Net Margins Return on Equity Return on Assets
BioSpecifics Technologies 59.99% 21.08% 20.51%
Cellectar Biosciences N/A -169.87% -115.68%

Earnings & Valuation

This table compares BioSpecifics Technologies and Cellectar Biosciences’ gross revenue, earnings per share and valuation.

Gross Revenue Price/Sales Ratio Net Income Earnings Per Share Price/Earnings Ratio
BioSpecifics Technologies $32.96 million 12.73 $20.05 million $2.73 21.10
Cellectar Biosciences N/A N/A -$13.24 million ($4.66) -0.47

BioSpecifics Technologies has higher revenue and earnings than Cellectar Biosciences.

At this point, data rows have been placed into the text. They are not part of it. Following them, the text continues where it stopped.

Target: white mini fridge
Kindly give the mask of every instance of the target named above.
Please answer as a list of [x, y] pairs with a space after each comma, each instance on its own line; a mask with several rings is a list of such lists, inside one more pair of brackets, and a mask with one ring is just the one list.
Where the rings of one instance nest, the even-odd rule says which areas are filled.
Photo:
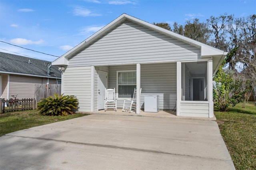
[[144, 96], [144, 111], [145, 112], [159, 111], [159, 96], [146, 95]]

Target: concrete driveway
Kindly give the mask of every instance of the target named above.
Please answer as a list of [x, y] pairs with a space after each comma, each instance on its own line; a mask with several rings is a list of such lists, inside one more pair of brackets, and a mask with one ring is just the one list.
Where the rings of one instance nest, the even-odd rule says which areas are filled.
[[234, 170], [214, 121], [91, 115], [0, 137], [0, 169]]

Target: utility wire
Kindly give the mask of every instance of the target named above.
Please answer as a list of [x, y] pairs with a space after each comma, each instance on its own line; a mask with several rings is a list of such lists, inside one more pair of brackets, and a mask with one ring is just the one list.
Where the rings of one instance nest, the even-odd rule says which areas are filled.
[[29, 49], [28, 48], [24, 48], [24, 47], [20, 47], [20, 46], [16, 45], [14, 45], [14, 44], [12, 44], [11, 43], [8, 43], [8, 42], [3, 42], [3, 41], [0, 41], [0, 42], [2, 42], [2, 43], [7, 43], [8, 44], [11, 45], [13, 45], [13, 46], [16, 46], [16, 47], [19, 47], [20, 48], [24, 48], [24, 49], [28, 49], [29, 50], [31, 50], [31, 51], [34, 51], [34, 52], [36, 52], [37, 53], [42, 53], [42, 54], [46, 54], [46, 55], [52, 55], [52, 56], [56, 57], [60, 57], [59, 56], [56, 56], [56, 55], [52, 55], [52, 54], [46, 54], [46, 53], [43, 53], [43, 52], [42, 52], [38, 51], [37, 51], [33, 50], [33, 49]]
[[[7, 50], [7, 49], [4, 49], [3, 48], [0, 48], [0, 49], [2, 49], [3, 50], [11, 52], [12, 53], [15, 53], [18, 54], [20, 54], [20, 55], [25, 55], [25, 56], [30, 57], [30, 58], [34, 58], [34, 59], [36, 59], [41, 60], [41, 59], [39, 59], [38, 58], [36, 58], [36, 57], [31, 57], [31, 56], [29, 56], [29, 55], [26, 55], [26, 54], [21, 54], [20, 53], [17, 53], [17, 52], [14, 52], [14, 51], [12, 51]], [[0, 52], [1, 52], [1, 51], [0, 51]]]
[[[23, 57], [23, 56], [22, 56], [22, 57]], [[0, 55], [0, 57], [4, 58], [5, 58], [5, 59], [10, 59], [12, 61], [19, 61], [19, 62], [22, 62], [22, 63], [28, 63], [28, 61], [21, 61], [21, 60], [18, 60], [18, 59], [11, 59], [11, 58], [8, 58], [8, 57], [3, 57], [3, 56], [2, 56], [1, 55]], [[46, 62], [48, 62], [50, 63], [50, 62], [47, 61], [44, 61], [44, 60], [41, 60], [41, 61], [46, 61]], [[36, 65], [43, 65], [43, 64], [38, 64], [38, 63], [33, 63], [32, 62], [30, 62], [30, 64], [36, 64]], [[45, 63], [44, 64], [44, 65], [45, 66], [46, 66], [46, 65], [45, 65]]]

Cellectar Biosciences is trading at a lower price-to-earnings ratio than BioSpecifics Technologies, indicating that it is currently the more affordable of the two stocks.

Volatility & Risk

BioSpecifics Technologies has a beta of 1.3, suggesting that its share price is 30% more volatile than the S&P 500. Comparatively, Cellectar Biosciences has a beta of 1.08, suggesting that its share price is 8% more volatile than the S&P 500.

Analyst Recommendations

This is a breakdown of current ratings and recommmendations for BioSpecifics Technologies and Cellectar Biosciences, as reported by MarketBeat.

Sell Ratings Hold Ratings Buy Ratings Strong Buy Ratings Rating Score
BioSpecifics Technologies 0 0 1 0 3.00
Cellectar Biosciences 0 0 2 0 3.00

BioSpecifics Technologies presently has a consensus price target of $85.00, indicating a potential upside of 47.57%. Cellectar Biosciences has a consensus price target of $4.00, indicating a potential upside of 83.49%. Given Cellectar Biosciences’ higher probable upside, analysts plainly believe Cellectar Biosciences is more favorable than BioSpecifics Technologies.

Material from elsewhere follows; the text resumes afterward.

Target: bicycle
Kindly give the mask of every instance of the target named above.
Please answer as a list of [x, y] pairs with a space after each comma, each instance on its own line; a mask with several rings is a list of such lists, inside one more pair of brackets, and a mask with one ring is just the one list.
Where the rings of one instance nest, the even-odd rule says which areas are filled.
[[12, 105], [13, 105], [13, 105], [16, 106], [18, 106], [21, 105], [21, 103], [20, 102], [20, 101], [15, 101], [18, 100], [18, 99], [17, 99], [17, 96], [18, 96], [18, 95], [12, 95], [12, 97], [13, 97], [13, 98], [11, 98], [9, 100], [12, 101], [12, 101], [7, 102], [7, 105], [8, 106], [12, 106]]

BioSpecifics Technologies beats Cellectar Biosciences on 10 of the 12 factors compared between the two stocks.

About BioSpecifics Technologies

BioSpecifics Technologies Corp., a biopharmaceutical company, engages in the development of an injectable collagenase clostridium histolyticum for various indications in the United States and internationally. The company offers injectable collagenase for the treatment of Dupuytren's contracture and Peyronie's disease under the XIAFLEX or Xiapex brands. It also provides injectable collagenase to treat frozen shoulder, cellulite, canine lipoma, lateral hip fat, plantar fibromatosis, and human lipoma, as well as uterine fibroids. In addition, the company engages in the development of other clinical indications for which collagenase injection has been tested, such as keloids, hypertrophic scars, scarred tendons, glaucoma, herniated intervertebral discs, and as an adjunct to vitrectomy. BioSpecifics Technologies Corp. has a development and license agreement with Endo Global Ventures. The company was founded in 1957 and is headquartered in Lynbrook, New York.

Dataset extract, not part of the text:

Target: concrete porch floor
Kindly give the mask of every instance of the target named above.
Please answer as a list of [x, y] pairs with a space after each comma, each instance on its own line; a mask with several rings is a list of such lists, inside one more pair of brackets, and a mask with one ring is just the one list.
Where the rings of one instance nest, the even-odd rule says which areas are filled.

About Cellectar Biosciences

Cellectar Biosciences, Inc., a clinical stage biopharmaceutical company, focuses on the discovery, development, and commercialization of drugs for the treatment of cancer. Its lead phospholipid drug conjugate (PDC) candidate is CLR 131, which is in Phase II clinical study in patients with relapsed or refractory (R/R) multiple myeloma (MM) and a range of B-cell malignancies, as well as in Phase I clinical study for R/R MM. The company also develops CLR 1900, a PDC chemotherapeutic program that is targeted to treat solid tumors. It has collaborative PDC programs with Pierre Fabre to develop CLR 1800 Series; Avicenna Oncology GMBH to develop CLR 2000 Series; Onconova Therapeutics, Inc. to develop CLR 2100 and 2200 Series; and Orano Med to develop novel PDCs. The company was formerly known as Novelos Therapeutics, Inc. and changed its name to Cellectar Biosciences, Inc. in February 2014. Cellectar Biosciences, Inc. was founded in 2002 and is headquartered in Florham Park, New Jersey.